A Voice from the Eastern Door

Tribe, frustrated with pace of land talks, asks BIA to step in; Franklin County says otherwise

After the St. Regis Mohawk Tribe announced they would seek to have disputed lands placed into Bureau of Indian Affairs trust, Franklin County countered and said they are committed to land claim negotiations.

Tribal officials say they have filed four applications for a total of six parcels. Two parcels are in Brasher, one, a 143-acre parcel, is in the so-called “Hogansburg Triangle,” and three parcels belong to businesses in Fort Covington. The tribe is preparing another round of applications to include four parcels belonging to a business in Fort Covington, which Tribal Council says they hope to have filed within two months.

The application asks the U.S. Secretary of the Interior, which oversees the bureau, to take title to the land and hold it for Native Americans.

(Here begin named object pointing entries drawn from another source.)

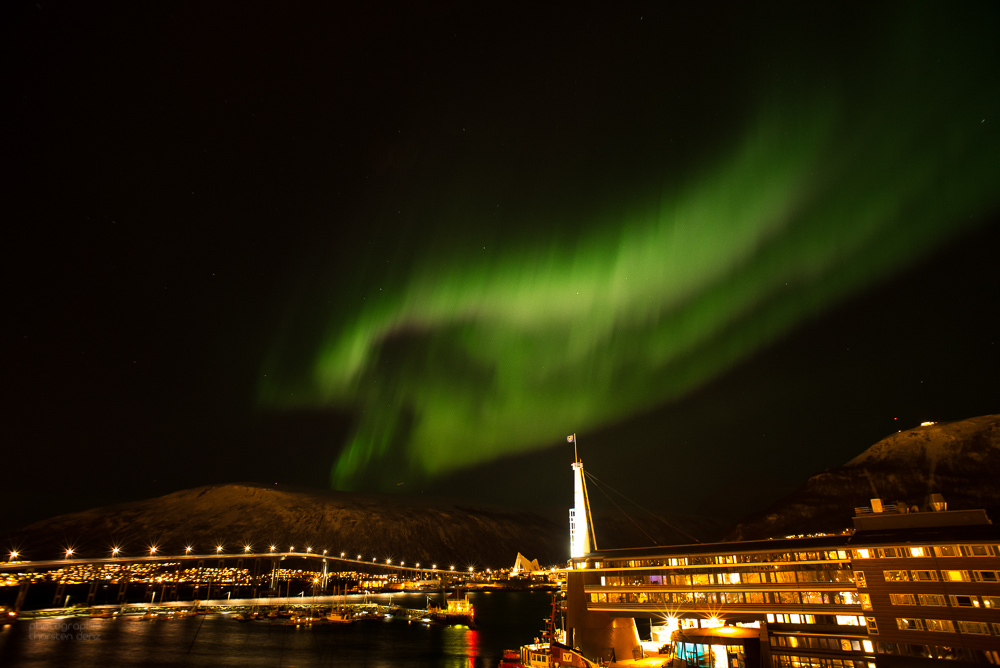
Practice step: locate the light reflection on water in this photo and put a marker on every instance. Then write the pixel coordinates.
(505, 620)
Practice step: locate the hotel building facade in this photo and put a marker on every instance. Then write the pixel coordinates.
(899, 589)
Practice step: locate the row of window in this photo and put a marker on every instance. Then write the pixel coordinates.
(939, 652)
(702, 597)
(935, 551)
(708, 560)
(640, 579)
(956, 601)
(819, 642)
(945, 626)
(947, 576)
(787, 661)
(840, 620)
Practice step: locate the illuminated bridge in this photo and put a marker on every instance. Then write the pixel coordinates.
(202, 574)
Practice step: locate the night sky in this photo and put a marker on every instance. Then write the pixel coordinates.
(410, 250)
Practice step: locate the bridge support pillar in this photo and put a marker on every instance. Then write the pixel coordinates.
(22, 594)
(60, 591)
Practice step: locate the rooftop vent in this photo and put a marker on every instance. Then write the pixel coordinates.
(935, 503)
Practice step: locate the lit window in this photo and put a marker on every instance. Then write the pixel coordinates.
(944, 625)
(979, 628)
(947, 551)
(964, 601)
(976, 550)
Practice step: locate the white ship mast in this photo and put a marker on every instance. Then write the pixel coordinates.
(581, 524)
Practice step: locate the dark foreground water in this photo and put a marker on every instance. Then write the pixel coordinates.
(504, 620)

The tribe says they are frustrated with the pace of land claim negotiations.

“We’ve been negotiating in good faith, and we are hopeful that our land claim will be settled, but we can no longer assume the Franklin County Legislature is committed to doing the same. The Tribe must, in the meantime, move forward aggressively with ‘Plan B,’ which is to expand our land base through BIA trust applications,” Tribal Council chiefs said in a prepared statement. “We’ve identified a number of properties in the land claim area in and near Fort Covington and Bombay. The federal process is slow, but we are confident in the end result, and reclaiming our land is what is most important.”

However, Franklin County says they are “expeditiously working” on a draft agreement.

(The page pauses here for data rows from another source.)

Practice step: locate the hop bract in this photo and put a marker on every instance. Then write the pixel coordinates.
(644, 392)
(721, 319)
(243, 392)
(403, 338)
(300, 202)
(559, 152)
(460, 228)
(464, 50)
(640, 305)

“We have attempted to respond in prompt fashion using their proposal as well as the previously signed agreement between the tribe, New York state and St. Lawrence County,” according to a prepared statement from the Franklin County Legislature. “Any suggestion we have stalled or delayed settlement negotiations is misplaced. It should be further noted that we have met with the tribe on numerous occasions commencing in 2015. In fact, our most recent scheduled meeting on February 26, 2018 was canceled at the request of the St. Regis Mohawk Tribe, although we asked that they reconsider this cancellation.”

“We are frustrated enough that we are moving ahead with the land into trust process,” Dale White, the tribe’s general counsel, said in prepared remarks. “The negotiations have been an investment in our belief that it is the right thing to do, but the Tribe cannot engage in settlement talks that never seem to end. The lack of agreement will hurt the local governments who have been offered millions of dollars in compensation. Until this is resolved, the Tribe will move forward on separate tracks to restore its land.”

The county’s statement goes on to call the tribe’s statement “disheartening” and says it creates a “false public impression of the status of negotiations, which is a disservice to all involved.”

Tribal officials say they status of land claim talks has caused to “ramp up” efforts. St. Lawrence County has been waiting since 2014 to finalize the settlement agreement and it has anticipated funding in its annual budgets based on settlement dollars that will not be realized until the settlement is ratified by Congress, according to the tribe.

“The only way a settlement can move ahead is to either achieve an agreement between Franklin County, New York State and the Saint Regis Mohawk Tribe so that both Counties are covered, or for the Tribe to seek to settle separately with St. Lawrence County and act aggressively in taking land into trust in Franklin County. The SRMT has $30 million in an escrow account, funds that will not be released until there is a signed agreement, enacted by Congress,” the Tribe said.